1217 views

Skip to first unread message

Jan 20, 1999, 3:00:00 AM1/20/99

to

My offer of RNG's for C was an invitation to dance;

I did not expect the Tarantella. I hope this post will

stop the music, or at least slow it to a stately dance

for language chauvinists and software police---under

a different heading.

I did not expect the Tarantella. I hope this post will

stop the music, or at least slow it to a stately dance

for language chauvinists and software police---under

a different heading.

In response to a number of requests for good RNG's in

C, and mindful of the desirability of having a variety

of methods readily available, I offered several. They

were implemented as in-line functions using the #define

feature of C.

Numerous responses have led to improvements; the result

is the listing below, with comments describing the

generators.

I thank all the experts who contributed suggestions, either

directly to me or as part of the numerous threads.

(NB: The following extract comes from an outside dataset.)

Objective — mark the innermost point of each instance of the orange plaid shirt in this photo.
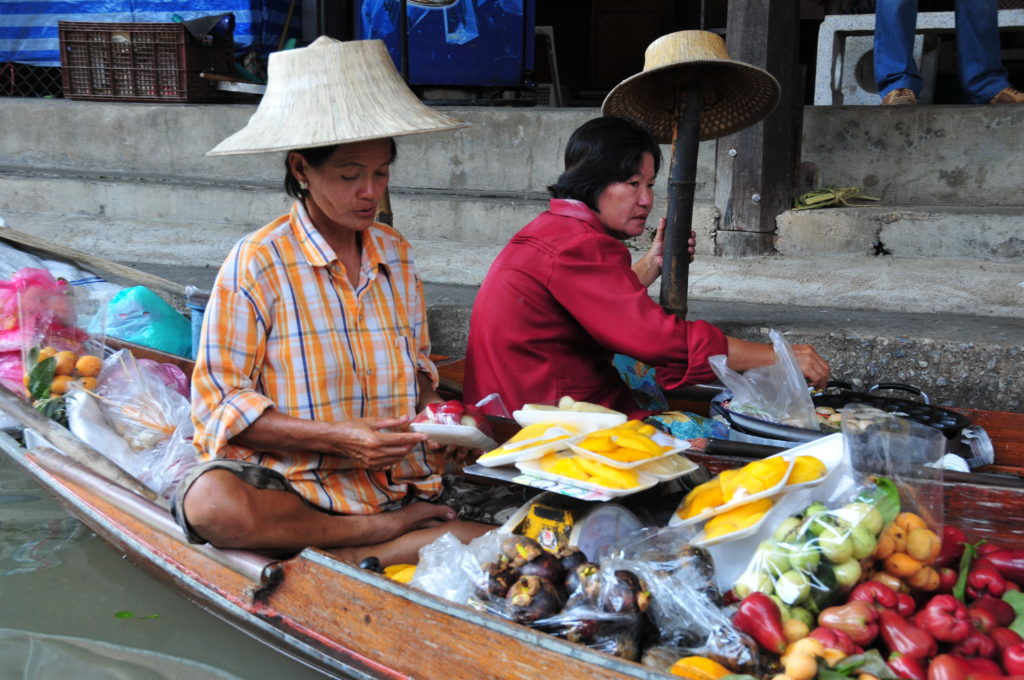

It seems necessary to use a (circular) table in order

to get extremely long periods for some RNG's. Each new

number is some combination of the previous r numbers, kept

in the circular table. The circular table has to keep

at least the last r, but possible more than r, numbers.

For speed, an 8-bit index seems best for accessing

members of the table---at least for Fortran, where an

8-bit integer is readily available via integer*1, and

arithmetic on the index is automatically mod 256

(least-absolute-residue).

Having little experience with C, I got out my little

(but BIG) Kernighan and Ritchie book to see if there

were an 8-bit integer type. I found none, but I did

find char and unsigned char: one byte. Furthemore, K&R

said arithmetic on characters was ok. That, and a study

of the #define examples, led me to propose #define's

for in-line generators LFIB4 and SWB, with monster

periods. But it turned out that char arithmetic jumps

"out of character", other than for simple cases such as

c++ or c+=1. So, for safety, the index arithmetic

below is kept in character by the UC definition.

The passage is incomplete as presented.